DURHAM, NC.- Video Quartet, a work by artist Christian Marclay involving the simultaneous projection of four huge videos, will open May 7 at the
Nasher Museum of Art at Duke University.
To create Video Quartet, Marclay sampled more than 700 Hollywood films featuring images of hands on keyboards, horns and violins, as well as men and women singing and dancing. He seamlessly wove together snippets of Western music culture: Chico Marx on the piano, Elvis Presley as a cowboy, Ingrid Bergman, shots from Clint Eastwood's film Bird about Charlie Parker, Jimi Hendrix and the banjo-playing child in Deliverance. The London- and New York-based artist worked on a home computer for more than a year to make the visual and audio collage.
The Washington Post called the work as impressive as contemporary art gets, with an emotional charge that should leave a lump in almost any viewer's throat.
This work is hard to describe in terms of its technical perfection -- it is a sampling masterpiece and a pure joy to watch, said Trevor Schoonmaker, curator of contemporary art at the Nasher Museum. We are fortunate to be able to present this epic work by Christian Marclay, one of the most significant artists working today.
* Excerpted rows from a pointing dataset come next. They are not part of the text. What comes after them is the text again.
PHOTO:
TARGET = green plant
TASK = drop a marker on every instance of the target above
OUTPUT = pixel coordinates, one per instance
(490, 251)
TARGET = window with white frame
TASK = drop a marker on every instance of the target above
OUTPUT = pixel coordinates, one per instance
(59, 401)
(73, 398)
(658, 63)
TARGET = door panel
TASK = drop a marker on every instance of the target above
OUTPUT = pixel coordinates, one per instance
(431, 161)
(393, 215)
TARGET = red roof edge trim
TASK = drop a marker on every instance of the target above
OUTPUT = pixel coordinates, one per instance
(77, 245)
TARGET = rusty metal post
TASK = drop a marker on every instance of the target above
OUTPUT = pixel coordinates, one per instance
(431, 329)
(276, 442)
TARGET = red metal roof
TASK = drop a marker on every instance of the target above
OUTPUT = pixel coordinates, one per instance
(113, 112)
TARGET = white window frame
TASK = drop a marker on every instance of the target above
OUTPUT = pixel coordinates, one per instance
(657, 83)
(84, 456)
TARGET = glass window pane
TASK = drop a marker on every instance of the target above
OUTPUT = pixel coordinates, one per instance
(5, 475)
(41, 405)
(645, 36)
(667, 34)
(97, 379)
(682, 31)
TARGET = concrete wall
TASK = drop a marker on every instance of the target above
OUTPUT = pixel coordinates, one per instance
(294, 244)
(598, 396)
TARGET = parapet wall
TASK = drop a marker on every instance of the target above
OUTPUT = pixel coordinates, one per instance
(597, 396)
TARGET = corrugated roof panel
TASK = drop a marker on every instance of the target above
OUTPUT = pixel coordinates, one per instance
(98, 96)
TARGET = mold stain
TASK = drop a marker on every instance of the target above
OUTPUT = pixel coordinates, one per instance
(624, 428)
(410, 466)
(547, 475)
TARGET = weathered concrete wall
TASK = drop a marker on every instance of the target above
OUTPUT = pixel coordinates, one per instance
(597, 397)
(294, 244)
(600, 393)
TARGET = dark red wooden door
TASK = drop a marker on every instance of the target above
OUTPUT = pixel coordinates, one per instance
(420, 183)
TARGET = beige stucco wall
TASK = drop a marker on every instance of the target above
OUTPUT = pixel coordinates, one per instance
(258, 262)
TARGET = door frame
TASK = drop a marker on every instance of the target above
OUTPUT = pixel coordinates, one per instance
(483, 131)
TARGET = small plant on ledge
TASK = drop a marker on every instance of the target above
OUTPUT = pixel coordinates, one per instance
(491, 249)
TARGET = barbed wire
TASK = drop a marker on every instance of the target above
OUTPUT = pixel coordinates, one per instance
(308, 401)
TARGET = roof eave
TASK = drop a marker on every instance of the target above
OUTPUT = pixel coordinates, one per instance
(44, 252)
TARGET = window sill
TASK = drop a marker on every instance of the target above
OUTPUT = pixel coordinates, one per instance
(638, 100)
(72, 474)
The work will be on a continuous 14-minute loop as the sole exhibition in one of the museums main galleries. The work was recently on view in Montreal at DHC/ART as part of Replay, the artists video retrospective, and was last seen in the United States at the Whitney Museum of American Art as part of Full House: Views of the Whitney's Collection at 75 (June 28-December 3, 2006).